There’s a subtle art to crafting the perfect hourlong festival set. Keep the dial cranked to “11” the whole time and you risk burning yourself and your audience out before reaching the halfway mark. Throw in too many deep cuts or slow songs and your viewers will seek refuge among one of a half-dozen other concurrent performances. A successful festival set requires a deft blend of hooks, dynamics and raw power, and on the third and final day of Austin City Limits’ first weekend, three vastly different rock bands — Duran Duran, Greta Van Fleet and White Reaper — employed those elements in different proportions, and to varying degrees of success....
Thankfully, a group of bona fide legends emerged just two hours later to show the kiddos what a real rock show looks like. Filling in at the 11th hour for Stevie Nicks (who canceled her remaining 2021 shows in August over COVID concerns), Duran Duran got down to business right away, opening their 60-minute set with the one-two punch of “The Reflex” and “Notorious,” anchored by Nick Rhodes’ futuristic synth arpeggios and John Taylor and Roger Taylor’s urgent drum-and-bass grooves. Frontman Simon Le Bon scaled his upper vocal register with ease, his lithe tenor sounding no worse for wear after 40-plus years of performing.
And boy, did he perform, skipping, twirling and dancing across the stage with the guileless enthusiasm of a local artist who just landed their first midday festival slot. Here’s a man who tasted every delicacy, indulged in every vice and saw every corner of the world in his heyday — and on Sunday night, he still wanted more.
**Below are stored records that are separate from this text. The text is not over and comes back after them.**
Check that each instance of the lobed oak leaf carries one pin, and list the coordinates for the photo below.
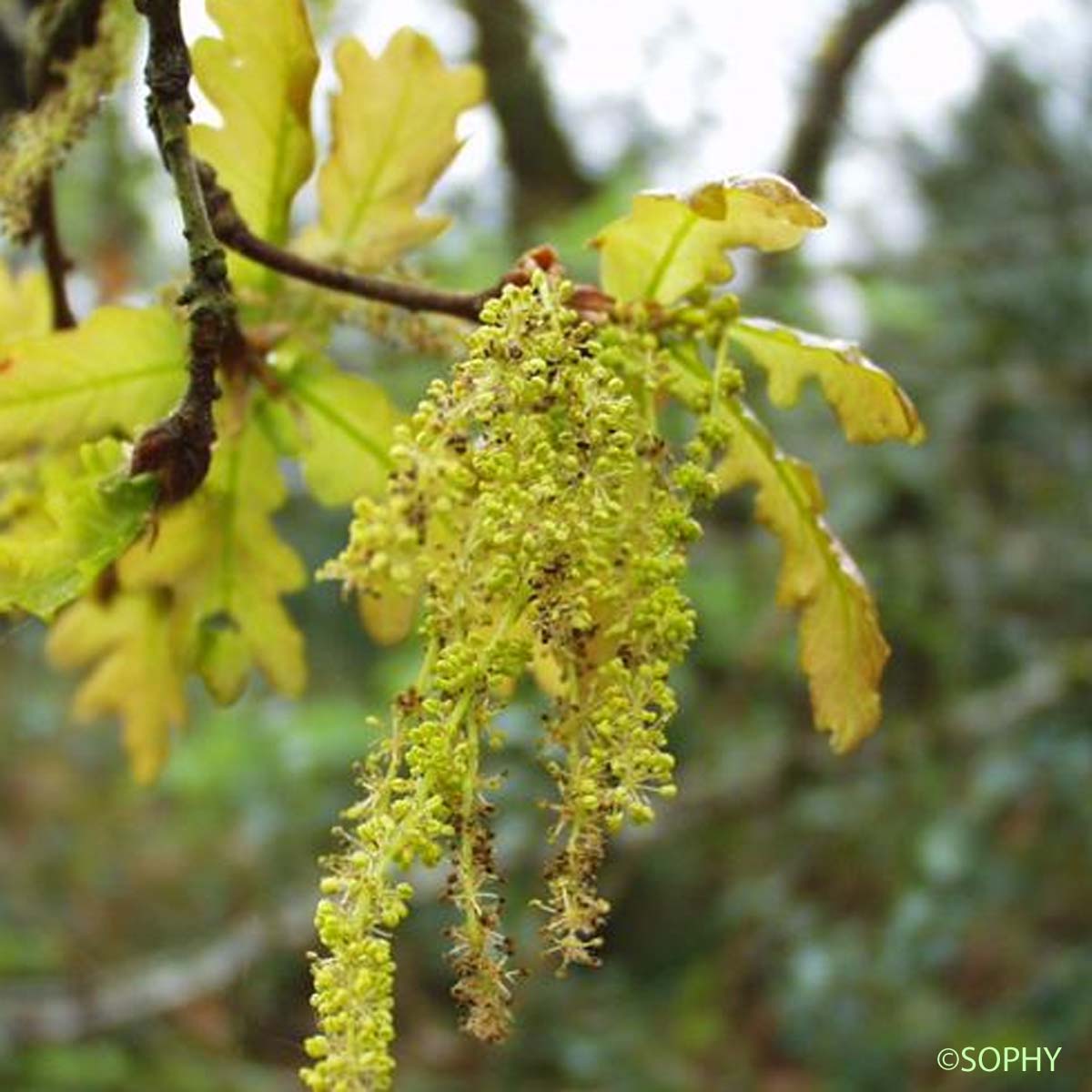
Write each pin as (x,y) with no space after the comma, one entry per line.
(393,125)
(669,245)
(260,76)
(130,642)
(869,404)
(341,430)
(119,370)
(86,512)
(842,650)
(202,595)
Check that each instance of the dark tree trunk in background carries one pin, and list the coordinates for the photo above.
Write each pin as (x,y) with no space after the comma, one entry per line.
(546,177)
(824,106)
(820,117)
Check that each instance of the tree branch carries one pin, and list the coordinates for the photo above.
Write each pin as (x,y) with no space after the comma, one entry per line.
(233,232)
(154,986)
(833,68)
(63,30)
(546,176)
(179,448)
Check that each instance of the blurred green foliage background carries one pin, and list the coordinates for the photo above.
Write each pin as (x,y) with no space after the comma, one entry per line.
(794,922)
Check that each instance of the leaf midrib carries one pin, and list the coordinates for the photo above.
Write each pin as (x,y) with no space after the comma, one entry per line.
(118,379)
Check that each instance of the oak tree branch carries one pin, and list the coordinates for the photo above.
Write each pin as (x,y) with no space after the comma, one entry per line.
(179,448)
(233,232)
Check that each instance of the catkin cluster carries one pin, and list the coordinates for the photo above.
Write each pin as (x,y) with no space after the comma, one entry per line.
(539,511)
(34,143)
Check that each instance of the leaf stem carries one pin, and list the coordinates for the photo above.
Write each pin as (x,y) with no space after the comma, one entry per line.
(179,448)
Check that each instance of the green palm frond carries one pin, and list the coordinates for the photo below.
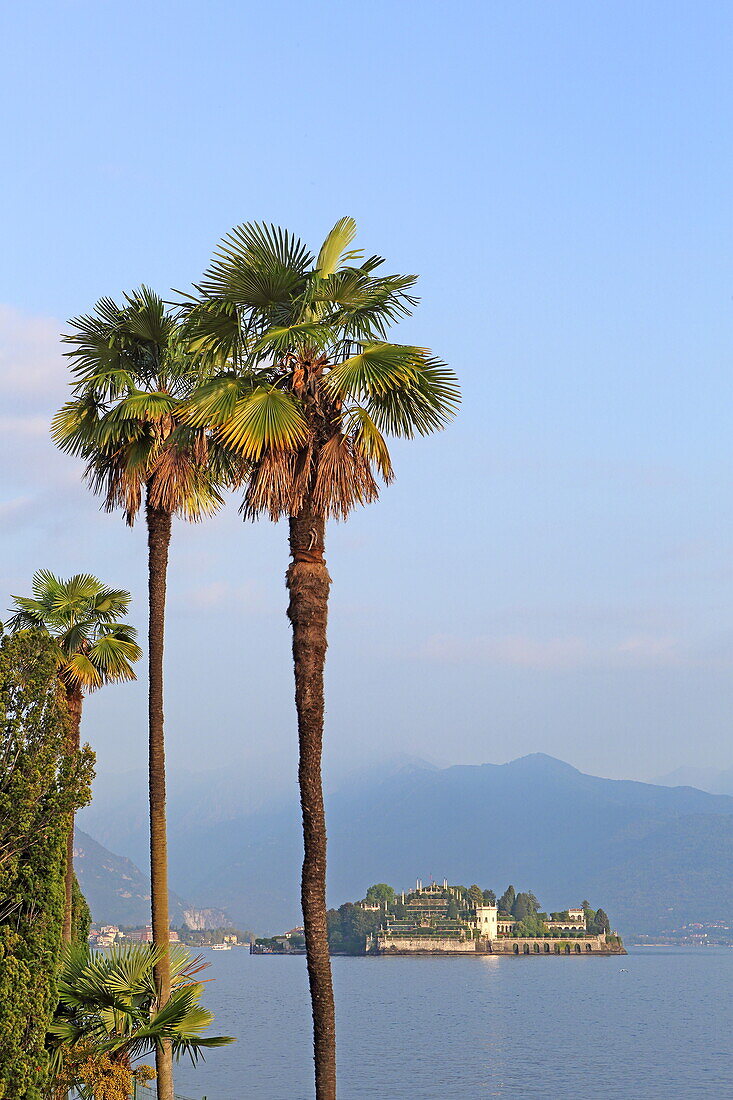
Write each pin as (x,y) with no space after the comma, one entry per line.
(369,440)
(284,339)
(215,400)
(109,1002)
(135,372)
(375,370)
(313,384)
(83,617)
(258,266)
(332,251)
(142,406)
(425,405)
(265,419)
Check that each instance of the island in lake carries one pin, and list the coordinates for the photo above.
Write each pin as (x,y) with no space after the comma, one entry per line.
(445,920)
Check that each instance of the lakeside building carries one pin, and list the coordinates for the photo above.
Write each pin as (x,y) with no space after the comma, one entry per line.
(435,919)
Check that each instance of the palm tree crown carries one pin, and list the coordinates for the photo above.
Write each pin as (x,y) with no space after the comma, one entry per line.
(108,1003)
(303,382)
(83,617)
(131,376)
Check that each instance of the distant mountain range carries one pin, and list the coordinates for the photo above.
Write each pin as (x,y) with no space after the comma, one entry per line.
(654,857)
(706,779)
(116,889)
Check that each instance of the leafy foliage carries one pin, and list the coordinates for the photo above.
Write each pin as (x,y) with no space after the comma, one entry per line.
(133,373)
(83,617)
(298,375)
(80,914)
(108,1009)
(506,901)
(40,787)
(380,892)
(348,927)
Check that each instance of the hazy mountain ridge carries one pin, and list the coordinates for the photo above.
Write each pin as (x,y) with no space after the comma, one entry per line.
(116,889)
(646,854)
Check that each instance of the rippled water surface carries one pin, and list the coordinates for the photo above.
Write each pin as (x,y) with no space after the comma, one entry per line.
(473,1027)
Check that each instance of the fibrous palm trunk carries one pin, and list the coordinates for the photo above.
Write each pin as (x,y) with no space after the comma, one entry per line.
(159,538)
(308,584)
(74,701)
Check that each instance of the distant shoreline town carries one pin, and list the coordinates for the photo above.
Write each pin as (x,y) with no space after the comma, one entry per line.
(452,920)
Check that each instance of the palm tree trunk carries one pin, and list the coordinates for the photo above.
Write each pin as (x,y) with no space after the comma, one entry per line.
(308,584)
(74,701)
(159,538)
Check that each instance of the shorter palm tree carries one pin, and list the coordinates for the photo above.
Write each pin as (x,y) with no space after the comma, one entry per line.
(93,647)
(109,1013)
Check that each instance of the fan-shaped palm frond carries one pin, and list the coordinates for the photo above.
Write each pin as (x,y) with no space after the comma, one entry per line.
(83,617)
(324,385)
(108,1004)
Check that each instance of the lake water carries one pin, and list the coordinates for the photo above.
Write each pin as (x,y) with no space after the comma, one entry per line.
(474,1027)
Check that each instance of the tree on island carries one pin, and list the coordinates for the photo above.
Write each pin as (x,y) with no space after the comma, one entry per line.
(600,925)
(525,904)
(476,895)
(506,901)
(380,893)
(132,375)
(305,386)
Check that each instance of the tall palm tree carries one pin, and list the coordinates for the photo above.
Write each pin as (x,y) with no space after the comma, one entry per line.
(309,391)
(108,1011)
(93,648)
(131,376)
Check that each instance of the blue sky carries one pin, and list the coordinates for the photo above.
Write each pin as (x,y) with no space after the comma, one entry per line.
(554,572)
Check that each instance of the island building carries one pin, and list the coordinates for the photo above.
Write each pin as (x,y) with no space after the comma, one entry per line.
(573,922)
(435,919)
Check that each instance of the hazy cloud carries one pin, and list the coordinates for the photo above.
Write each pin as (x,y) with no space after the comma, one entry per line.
(559,653)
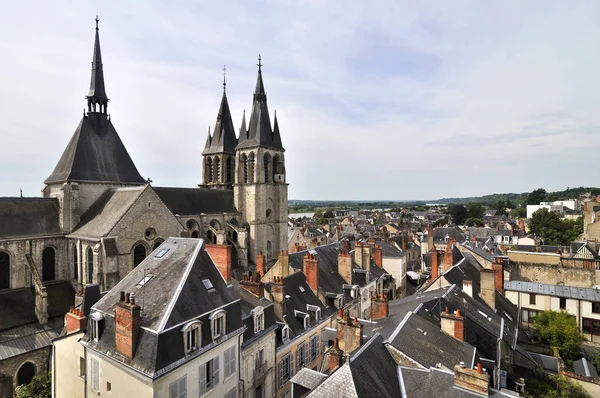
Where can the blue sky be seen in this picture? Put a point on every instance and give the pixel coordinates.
(375, 100)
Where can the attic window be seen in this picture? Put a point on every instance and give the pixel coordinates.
(145, 280)
(161, 253)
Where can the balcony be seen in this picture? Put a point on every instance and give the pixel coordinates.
(260, 373)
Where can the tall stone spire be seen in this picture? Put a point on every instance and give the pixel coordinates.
(97, 98)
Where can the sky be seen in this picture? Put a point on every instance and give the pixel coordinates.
(378, 100)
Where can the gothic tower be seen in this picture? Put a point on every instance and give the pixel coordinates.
(219, 151)
(260, 190)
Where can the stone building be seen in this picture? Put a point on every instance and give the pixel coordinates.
(98, 218)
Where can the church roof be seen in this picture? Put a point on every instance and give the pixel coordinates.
(195, 201)
(223, 139)
(259, 131)
(95, 154)
(20, 217)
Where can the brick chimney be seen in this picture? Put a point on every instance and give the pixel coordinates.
(498, 268)
(127, 325)
(253, 284)
(75, 320)
(434, 263)
(379, 307)
(260, 264)
(336, 356)
(221, 256)
(453, 324)
(471, 379)
(378, 255)
(278, 295)
(311, 271)
(345, 265)
(349, 332)
(487, 286)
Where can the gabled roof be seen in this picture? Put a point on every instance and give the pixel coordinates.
(29, 217)
(95, 154)
(195, 201)
(223, 139)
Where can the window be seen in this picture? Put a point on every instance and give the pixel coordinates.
(178, 388)
(285, 369)
(218, 324)
(94, 374)
(259, 320)
(301, 356)
(229, 362)
(209, 375)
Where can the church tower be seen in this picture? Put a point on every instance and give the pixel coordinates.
(219, 151)
(260, 190)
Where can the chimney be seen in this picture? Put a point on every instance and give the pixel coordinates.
(349, 332)
(345, 265)
(278, 295)
(221, 256)
(471, 379)
(499, 276)
(434, 263)
(487, 286)
(468, 287)
(127, 325)
(311, 271)
(453, 324)
(336, 356)
(260, 264)
(75, 320)
(253, 284)
(378, 255)
(379, 307)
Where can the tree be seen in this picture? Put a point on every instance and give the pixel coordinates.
(537, 196)
(559, 329)
(39, 387)
(458, 213)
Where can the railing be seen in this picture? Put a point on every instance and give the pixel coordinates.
(260, 373)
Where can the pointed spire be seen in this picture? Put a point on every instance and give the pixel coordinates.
(97, 94)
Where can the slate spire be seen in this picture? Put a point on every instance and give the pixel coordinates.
(96, 98)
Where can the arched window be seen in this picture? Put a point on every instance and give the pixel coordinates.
(75, 263)
(208, 169)
(90, 261)
(266, 165)
(139, 254)
(25, 373)
(4, 271)
(48, 264)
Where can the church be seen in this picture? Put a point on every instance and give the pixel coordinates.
(98, 218)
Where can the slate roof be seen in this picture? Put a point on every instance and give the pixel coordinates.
(174, 295)
(195, 201)
(223, 139)
(29, 217)
(95, 153)
(427, 344)
(107, 211)
(579, 293)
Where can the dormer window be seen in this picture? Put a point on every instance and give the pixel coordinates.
(259, 319)
(217, 321)
(192, 336)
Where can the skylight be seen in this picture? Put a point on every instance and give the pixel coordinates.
(161, 253)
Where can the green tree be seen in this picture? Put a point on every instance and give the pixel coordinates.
(559, 329)
(458, 213)
(537, 196)
(475, 210)
(39, 387)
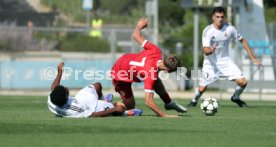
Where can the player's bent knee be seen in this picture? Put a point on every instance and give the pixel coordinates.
(201, 89)
(242, 82)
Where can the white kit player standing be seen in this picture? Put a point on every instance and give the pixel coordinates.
(217, 62)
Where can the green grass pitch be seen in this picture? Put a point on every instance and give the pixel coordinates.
(27, 122)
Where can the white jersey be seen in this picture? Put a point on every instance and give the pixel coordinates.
(219, 65)
(83, 105)
(221, 39)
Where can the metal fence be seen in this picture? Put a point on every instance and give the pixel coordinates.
(36, 35)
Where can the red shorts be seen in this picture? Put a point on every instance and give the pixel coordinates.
(123, 88)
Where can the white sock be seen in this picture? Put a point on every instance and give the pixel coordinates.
(197, 95)
(238, 91)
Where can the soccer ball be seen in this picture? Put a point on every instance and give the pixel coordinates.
(209, 106)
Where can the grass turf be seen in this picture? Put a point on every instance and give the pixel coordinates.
(26, 121)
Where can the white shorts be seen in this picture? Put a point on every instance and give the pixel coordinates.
(225, 70)
(88, 95)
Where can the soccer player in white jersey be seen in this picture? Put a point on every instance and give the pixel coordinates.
(217, 62)
(86, 103)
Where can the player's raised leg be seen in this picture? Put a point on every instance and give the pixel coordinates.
(98, 87)
(163, 94)
(198, 93)
(241, 84)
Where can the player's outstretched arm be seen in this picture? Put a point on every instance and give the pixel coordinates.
(249, 52)
(58, 77)
(142, 23)
(151, 104)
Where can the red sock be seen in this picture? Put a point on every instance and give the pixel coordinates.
(166, 98)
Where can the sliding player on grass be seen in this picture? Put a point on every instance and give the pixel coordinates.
(88, 102)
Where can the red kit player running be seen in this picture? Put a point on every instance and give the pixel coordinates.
(145, 66)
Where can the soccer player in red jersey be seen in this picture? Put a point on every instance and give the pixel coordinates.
(144, 66)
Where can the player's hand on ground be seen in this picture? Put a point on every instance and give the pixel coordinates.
(119, 107)
(142, 23)
(170, 116)
(60, 67)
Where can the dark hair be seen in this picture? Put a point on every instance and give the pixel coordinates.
(59, 95)
(218, 10)
(172, 62)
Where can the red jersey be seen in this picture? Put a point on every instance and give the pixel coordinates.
(139, 67)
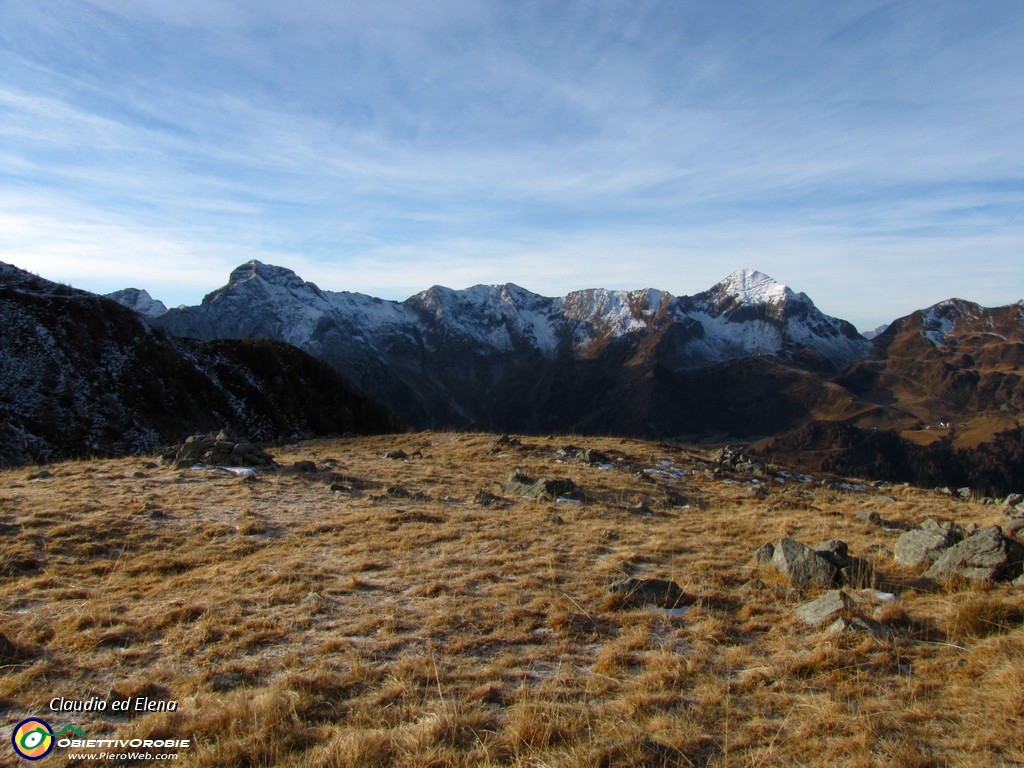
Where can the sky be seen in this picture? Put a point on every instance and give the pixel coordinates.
(868, 154)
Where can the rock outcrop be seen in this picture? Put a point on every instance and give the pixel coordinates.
(987, 555)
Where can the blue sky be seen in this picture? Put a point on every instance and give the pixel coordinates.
(868, 154)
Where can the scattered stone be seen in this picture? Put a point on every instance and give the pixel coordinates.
(802, 565)
(223, 682)
(924, 545)
(758, 493)
(641, 592)
(397, 492)
(584, 456)
(764, 554)
(859, 624)
(858, 573)
(218, 449)
(544, 487)
(985, 556)
(734, 458)
(675, 499)
(824, 608)
(869, 516)
(486, 499)
(502, 442)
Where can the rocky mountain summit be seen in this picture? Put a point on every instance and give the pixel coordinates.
(81, 374)
(502, 357)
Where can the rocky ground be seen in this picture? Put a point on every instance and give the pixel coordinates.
(475, 599)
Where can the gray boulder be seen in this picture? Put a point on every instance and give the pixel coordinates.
(923, 545)
(544, 487)
(823, 609)
(765, 553)
(803, 566)
(985, 556)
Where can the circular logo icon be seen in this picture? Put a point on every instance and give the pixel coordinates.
(33, 738)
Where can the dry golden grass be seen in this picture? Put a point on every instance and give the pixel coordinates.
(380, 612)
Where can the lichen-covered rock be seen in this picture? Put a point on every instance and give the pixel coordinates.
(803, 566)
(640, 592)
(926, 543)
(544, 487)
(985, 556)
(215, 449)
(825, 608)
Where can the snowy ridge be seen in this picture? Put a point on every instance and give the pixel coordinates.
(748, 313)
(469, 355)
(751, 288)
(139, 300)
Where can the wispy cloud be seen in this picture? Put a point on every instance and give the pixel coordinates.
(397, 144)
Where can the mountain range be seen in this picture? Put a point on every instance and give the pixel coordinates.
(82, 375)
(500, 357)
(748, 359)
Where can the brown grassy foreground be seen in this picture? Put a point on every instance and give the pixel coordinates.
(376, 613)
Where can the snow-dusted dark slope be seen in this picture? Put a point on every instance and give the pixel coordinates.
(501, 356)
(81, 374)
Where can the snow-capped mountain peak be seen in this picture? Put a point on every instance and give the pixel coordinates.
(444, 353)
(139, 300)
(751, 288)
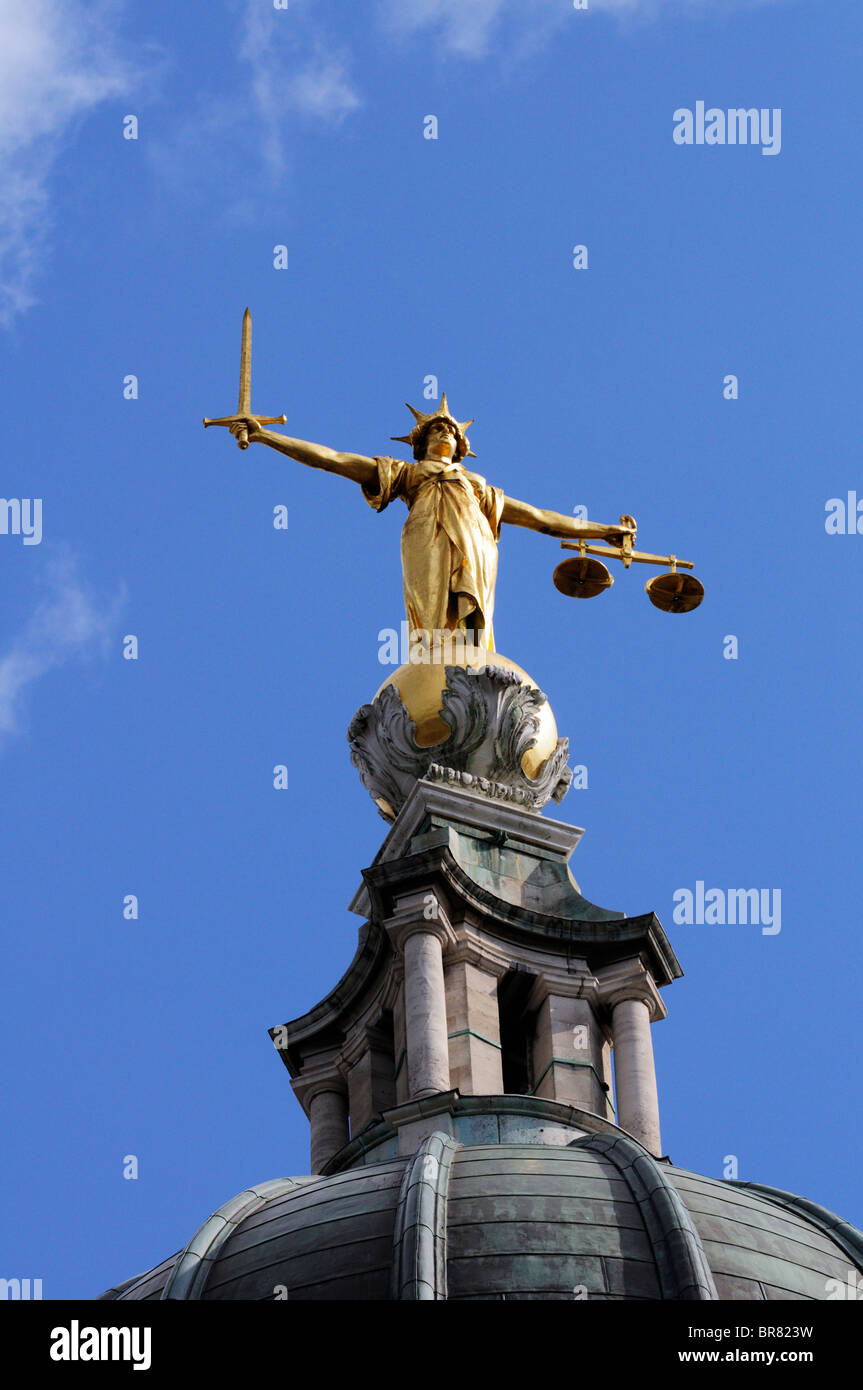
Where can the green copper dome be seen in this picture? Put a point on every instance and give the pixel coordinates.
(506, 1197)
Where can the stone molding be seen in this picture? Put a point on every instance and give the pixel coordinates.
(630, 980)
(418, 1273)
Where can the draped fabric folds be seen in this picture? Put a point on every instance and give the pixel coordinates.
(449, 542)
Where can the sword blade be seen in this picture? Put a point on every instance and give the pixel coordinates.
(245, 395)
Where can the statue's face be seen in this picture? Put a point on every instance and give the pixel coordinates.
(441, 439)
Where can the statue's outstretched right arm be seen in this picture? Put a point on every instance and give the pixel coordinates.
(353, 466)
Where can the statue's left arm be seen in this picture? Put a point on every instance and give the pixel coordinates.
(553, 523)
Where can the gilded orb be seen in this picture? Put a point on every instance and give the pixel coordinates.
(421, 691)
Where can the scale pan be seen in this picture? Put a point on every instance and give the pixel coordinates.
(582, 577)
(674, 592)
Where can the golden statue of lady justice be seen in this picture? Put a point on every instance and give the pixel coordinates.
(449, 542)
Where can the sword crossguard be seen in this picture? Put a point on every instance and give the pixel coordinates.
(243, 435)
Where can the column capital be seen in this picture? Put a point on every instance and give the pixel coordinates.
(420, 912)
(317, 1080)
(582, 986)
(630, 980)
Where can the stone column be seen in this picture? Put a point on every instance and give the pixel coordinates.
(474, 1026)
(425, 1014)
(328, 1119)
(634, 1002)
(418, 931)
(569, 1043)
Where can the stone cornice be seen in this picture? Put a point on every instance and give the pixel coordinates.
(630, 980)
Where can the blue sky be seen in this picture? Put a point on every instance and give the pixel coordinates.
(602, 387)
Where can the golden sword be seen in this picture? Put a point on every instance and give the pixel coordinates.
(243, 409)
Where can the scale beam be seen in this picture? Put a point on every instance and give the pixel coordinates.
(585, 578)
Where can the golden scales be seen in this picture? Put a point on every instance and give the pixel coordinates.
(584, 577)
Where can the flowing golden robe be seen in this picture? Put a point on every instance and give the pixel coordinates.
(449, 542)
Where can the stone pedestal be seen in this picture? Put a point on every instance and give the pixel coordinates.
(481, 968)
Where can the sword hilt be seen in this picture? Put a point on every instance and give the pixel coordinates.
(242, 439)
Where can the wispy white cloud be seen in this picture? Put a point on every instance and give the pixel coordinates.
(70, 623)
(295, 68)
(57, 63)
(469, 28)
“Did you have a nice weekend? Make any new friends?” Le Bon asked the crowd with a devilish grin. “Have a flirt? Listen to some good music? Have a little drinky? Smoke a little doobie?” He briefly turned serious as he introduced the tender ballad “Ordinary World” (“There were times over the last two years when it felt like it was never gonna happen again, but here we are”), but for the most part, the band stuck to transcendent, up-tempo dancefloor anthems, including the chart-topping James Bond theme “A View to a Kill,” the sleazy electro-trash gem “Girls on Film” and, of course, the euphoric pop-rock smash “Hungry Like the Wolf.”
A cover of Grandmaster Melle Mel’s “White Lines” fit like a glove, and the moody synth ballad “Save a Prayer” served as a palate cleanser before a soul-cleansing encore performance of “Rio.” The latter took Duran Duran about five minutes over their scheduled set time; fans would have happily accepted another 25. Instead, the band went out on a triumphant high note, accomplishing that rare feat characterizing the best hourlong festival sets — they left the audience wanting more.